For the development and supply of biologically active products, such as therapeutic proteins or vaccines, large amounts must be produced. Suitable cells that are widely used for production of polypeptides turned out to be Chinese Hamster Ovary (CHO) cells.
CHO cells were first cultured by Puck (J. Exp. Med. 108, 945, 1958) from a biopsy of an ovary from a female Chinese hamster. From these original cells a number of sub-lines were prepared with various characteristics. One of these CHO cell lines, CHO-K1, is proline-requiring and is diploid for the dihydrofolate reductase (DHFR) gene. Another line derived from this cell line is a DHFR deficient CHO cell line (CHO DUK B11) (PNAS 77, 1980, 4216-4220), which is characterized by the loss of DHFR function as a consequence of a mutation in one DHFR gene and the subsequent loss of the other gene.
Further cells that are frequently used for the production of proteins intended for administration to humans are human cell lines such as the human fibrosarcoma cell line HT1080 or the human embryonic kidney cell line 293.
One therapeutic protein of interest is Interleukin-18 binding protein (IL-18BP). IL-18BP is a soluble protein having a high affinity for IL-18. It was first isolated from human urine, and the human and mouse cDNAs as well as the human gene were cloned (Novick et al., 1999; WO 99/09063). The protein has been designated IL-18 binding protein (IL-18BP). The International non-proprietary name of IL-18BP is tadekinig alpha.

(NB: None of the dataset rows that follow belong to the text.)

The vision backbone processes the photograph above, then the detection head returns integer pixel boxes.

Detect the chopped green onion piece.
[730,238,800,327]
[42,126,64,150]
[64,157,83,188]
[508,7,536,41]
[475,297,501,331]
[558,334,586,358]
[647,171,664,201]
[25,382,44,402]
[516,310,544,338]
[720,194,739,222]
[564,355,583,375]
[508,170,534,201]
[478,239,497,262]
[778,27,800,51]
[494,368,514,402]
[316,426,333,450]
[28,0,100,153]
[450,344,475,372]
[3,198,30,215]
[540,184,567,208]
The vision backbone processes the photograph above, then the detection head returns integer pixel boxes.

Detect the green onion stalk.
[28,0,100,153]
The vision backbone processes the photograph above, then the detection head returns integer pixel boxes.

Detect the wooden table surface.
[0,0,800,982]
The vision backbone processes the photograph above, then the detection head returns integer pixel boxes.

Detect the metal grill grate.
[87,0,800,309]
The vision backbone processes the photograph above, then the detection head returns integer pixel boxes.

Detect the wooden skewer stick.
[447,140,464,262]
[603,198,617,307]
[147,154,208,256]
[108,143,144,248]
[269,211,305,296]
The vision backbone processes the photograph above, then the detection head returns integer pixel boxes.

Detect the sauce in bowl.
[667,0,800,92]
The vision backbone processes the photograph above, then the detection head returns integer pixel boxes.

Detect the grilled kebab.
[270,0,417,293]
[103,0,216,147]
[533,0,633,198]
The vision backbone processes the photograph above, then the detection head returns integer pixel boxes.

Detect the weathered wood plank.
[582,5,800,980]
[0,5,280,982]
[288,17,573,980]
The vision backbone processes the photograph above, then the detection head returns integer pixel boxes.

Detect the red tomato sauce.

IL-18BP is not the extracellular domain of one of the known IL-18 receptors, but a secreted, naturally circulating protein. It belongs to a novel family of secreted proteins, further including several Poxvirus-encoded proteins (Novick et al., 1999). Urinary as well as recombinant IL-18BP specifically bind IL-18 with a high affinity and modulate the biological affinity of IL-18.
The IL-18BP gene was localized to the human chromosome 11q13, and no exon coding for a transmembrane domain was found in an 8.3 kb genomic sequence. Four splice variants or isoforms of IL-18BP generated by alternative mRNA splicing have been found in humans so far. They were designated IL-18BP a, b, c and d, all sharing the same N-terminus and differing in the C-terminus (Novick et al, 1999). These isoforms vary in their ability to bind IL-18. Of the four, IL-18BP isoforms a and c are known to have a neutralizing capacity for IL-18. Human IL-18BP isoform binds to murine IL-18.

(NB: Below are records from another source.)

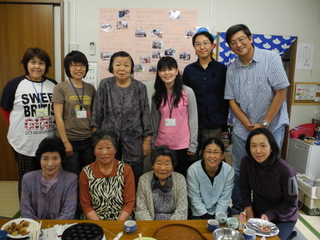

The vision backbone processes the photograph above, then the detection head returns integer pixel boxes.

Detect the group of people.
[1,24,298,239]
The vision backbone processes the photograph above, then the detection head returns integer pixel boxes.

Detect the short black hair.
[109,51,134,74]
[192,31,214,46]
[36,137,66,163]
[150,145,178,167]
[246,128,280,159]
[226,24,252,45]
[64,51,89,78]
[20,47,51,75]
[91,129,118,149]
[202,138,224,153]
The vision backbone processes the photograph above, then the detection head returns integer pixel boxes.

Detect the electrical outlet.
[70,43,78,52]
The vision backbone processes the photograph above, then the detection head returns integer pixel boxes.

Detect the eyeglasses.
[194,42,212,48]
[70,64,86,69]
[204,150,222,156]
[229,36,248,47]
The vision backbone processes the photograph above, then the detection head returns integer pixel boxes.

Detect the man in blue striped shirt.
[224,24,290,214]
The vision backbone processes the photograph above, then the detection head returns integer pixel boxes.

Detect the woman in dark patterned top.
[91,51,153,183]
[79,130,135,220]
[240,128,298,239]
[135,145,188,220]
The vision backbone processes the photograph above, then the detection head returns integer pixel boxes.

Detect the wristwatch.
[261,120,269,127]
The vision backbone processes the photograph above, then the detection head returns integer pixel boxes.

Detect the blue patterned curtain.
[218,32,297,66]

IL-18BP has been suggested as a therapeutic protein in a number of diseases and disorders, such as psoriasis, Crohn's Disease, rheumatoid arthritis, psoriatic arthritis, liver injury, sepsis, atherosclerosis, ischemic heart diseases, allergies, etc., e.g. disclosed in WO9909063, WO0107480, WO0162285, WO0185201, WO02060479, WO02096456, WO03080104, WO02092008, WO02101049, WO03013577.
There is thus a need for an efficient manufacturing process for the production of IL-18BP in cell culture, and preferably a process that is operated under serum-free conditions.